Rethinking Learning Rate and Batch Size (IV)

Table of Contents

This is a gemini-2.5-flash translation of a Chinese article.

It has NOT been vetted for errors. You should have the original article open in a parallel tab at all times.

By Su Jianlin | 2025-09-22 | 283 Readers

As mentioned in “Rethinking Learning Rate and Batch Size (II): Mean Field”, one reason we focus on SignSGD is that we often use it as a theoretical approximation of Adam, a common simplification strategy when performing theoretical analysis for Adam. Besides scenarios involving learning rate analysis, we also used this simplification in places like “Configuring Different Learning Rates, Can LoRA Improve Further?” and “Initial Exploration of MuP: Scaling Laws for Hyperparameters Across Models”.

However, is SignSGD truly a good approximation of Adam?
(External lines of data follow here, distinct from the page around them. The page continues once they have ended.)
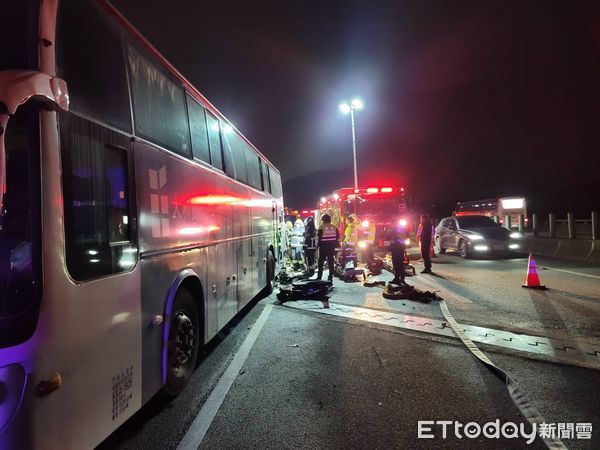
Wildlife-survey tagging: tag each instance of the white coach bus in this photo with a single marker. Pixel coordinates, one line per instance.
(135, 223)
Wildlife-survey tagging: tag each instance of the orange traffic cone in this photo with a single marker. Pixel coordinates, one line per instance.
(532, 280)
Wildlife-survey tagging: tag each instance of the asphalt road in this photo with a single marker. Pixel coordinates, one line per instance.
(317, 381)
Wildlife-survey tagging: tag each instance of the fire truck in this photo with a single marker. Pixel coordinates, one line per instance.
(378, 209)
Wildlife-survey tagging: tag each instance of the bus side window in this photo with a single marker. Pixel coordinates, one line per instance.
(214, 141)
(96, 200)
(266, 179)
(253, 168)
(158, 104)
(197, 117)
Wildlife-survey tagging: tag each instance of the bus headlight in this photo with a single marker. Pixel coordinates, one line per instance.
(12, 385)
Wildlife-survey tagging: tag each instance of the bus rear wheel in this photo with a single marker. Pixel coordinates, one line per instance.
(183, 343)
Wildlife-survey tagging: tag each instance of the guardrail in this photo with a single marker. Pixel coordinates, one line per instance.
(570, 227)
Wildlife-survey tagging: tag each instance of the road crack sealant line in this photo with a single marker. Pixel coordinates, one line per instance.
(518, 396)
(195, 434)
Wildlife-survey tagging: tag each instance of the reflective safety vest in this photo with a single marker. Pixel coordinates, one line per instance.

One notable difference is that SignSGD’s Update RMS is always 1, while Adam’s is not. The author found that the core reason for this difference is momentum, which is ubiquitous in optimizers like Adam, Lion, and Muon. Therefore, this article will examine the impact of momentum—or more broadly, EMA (Exponential Moving Average).

Problem Analysis
#

From Adam’s perspective, SignSGD corresponds to the special case where $\beta_1=\beta_2=0$, or to Adam’s first update step (regardless of $\beta_1, \beta_2$). Therefore, we believe it shares some commonalities with Adam and can capture some general patterns.

However, there are also some notable differences between them. A typical one is the difference in Update RMS: SignSGD is always 1, while Adam is often significantly less than 1; additionally, Adam appears closer to SGD, resembling an intermediate version between SignSGD and SGD. Initially, the author thought this difference was due to $\epsilon$ in Adam’s denominator, which is why “How Does Adam’s Epsilon Affect the Learning Rate Scaling Law?” specifically calculated SoftSignSGD with $\epsilon$.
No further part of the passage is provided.